In this study, we reviewed relative literature and filtered out a number of morphological features that are closely related to endometrial cancer, including endometrial thickening (widespread or localized), polyposis (multiple or single), irregular branched vessels, irregular distribution of vessels, irregular vascular diameters (dilation, stenosis or interruption), abnormal endometrial color, increased brittleness of tissue (worse fragility), dilated glandular orifices, and calcification, etc.12,13,18,20 Subsequently, through binary logistic regression analysis, we determined predictive factors for endometrial cancer, including widespread endometrial thickening, abnormal endometrial color, irregular branched vessels, irregular distribution of vessels, irregular vascular diameters, increased brittleness of tissue, and calcification. The diagnosis was made based on the cutoff value obtained from the ROC curve and the total characteristic score of all significant indexes. The cutoff had high sensitivity and specificity, indicating its high value in the diagnosis of endometrial carcinoma. The negative predictive value of 99.0% indicated the low rate of missed diagnosis by this model. However, the positive predictive value of 74.7% was low, indicating a certain rate of misdiagnosis. In this retrospective study, tissue fragility, with a higher contribution to the model’s predictive power, was judged through pictures and videos. The operations, such as exploration before hysteroscopy and dilation of uterus, can damage the intrauterine tissue, resulting in wrong judgment by the researcher. Reducing intrauterine manipulations before hysteroscopy, researchers can judge tissue fragility in a real setting, which may increase the positive rate of the prediction model.

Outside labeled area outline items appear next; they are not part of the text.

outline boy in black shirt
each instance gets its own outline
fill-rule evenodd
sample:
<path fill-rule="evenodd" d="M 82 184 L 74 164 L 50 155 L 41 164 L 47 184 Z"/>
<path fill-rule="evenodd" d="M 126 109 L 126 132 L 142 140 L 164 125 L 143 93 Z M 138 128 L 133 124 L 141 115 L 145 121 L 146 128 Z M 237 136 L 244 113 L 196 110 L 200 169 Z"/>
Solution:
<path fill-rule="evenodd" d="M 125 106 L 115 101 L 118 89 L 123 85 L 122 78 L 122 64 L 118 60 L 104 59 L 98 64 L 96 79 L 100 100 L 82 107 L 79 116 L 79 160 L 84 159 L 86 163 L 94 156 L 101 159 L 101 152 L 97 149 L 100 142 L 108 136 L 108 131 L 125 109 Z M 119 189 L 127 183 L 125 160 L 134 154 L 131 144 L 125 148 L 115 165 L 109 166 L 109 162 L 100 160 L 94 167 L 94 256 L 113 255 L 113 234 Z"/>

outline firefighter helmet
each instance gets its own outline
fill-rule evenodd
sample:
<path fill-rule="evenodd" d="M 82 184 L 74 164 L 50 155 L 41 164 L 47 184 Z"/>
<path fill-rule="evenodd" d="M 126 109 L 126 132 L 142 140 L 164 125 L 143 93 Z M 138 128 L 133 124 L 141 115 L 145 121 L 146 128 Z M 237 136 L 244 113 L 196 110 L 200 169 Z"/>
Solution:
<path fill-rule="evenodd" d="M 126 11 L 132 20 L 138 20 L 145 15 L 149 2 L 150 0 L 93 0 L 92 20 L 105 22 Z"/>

Lanieri et al have created a scoring system for hysteroscopic diagnosis of endometrial hyperplasia and adenocarcinoma, using eight variables: atypical vessels, widespread and irregular endometrial thickening, dilated glandular orifices, crumbling of the endometrial neoplasm, multiple endometrial polyps, irregular aspect of the polyp, growth of cerebroid and arborescent aspects, and irregular endometrial color.20 The system achieved a sensitivity of 95.4%, a specificity of 98.2%, a PPV of 85.7% and an NPV of 99.5%, all basically consistent with those in our study. Some of these variables were not used in our study. In our study, we observed that malignant tumors had rich blood vessels. The positive rates of three manifestations of atypical blood vessels (irregular branched vessels, irregular distribution of vessels, and irregular vascular diameter) were significantly higher than those in the benign lesion group. The values of three atypical vessels were assigned to the prediction model of our study. It was found that the rates of multiple polyps and dilated glandular orifices were significantly higher in the endometrial carcinoma group, but both features were also observed in the benign lesion group. Therefore, both were not scored in the logistic regression analysis and incorporated into the model. Our model showed the ability to distinguish benign lesions from multiple polyps but with less angiogenesis.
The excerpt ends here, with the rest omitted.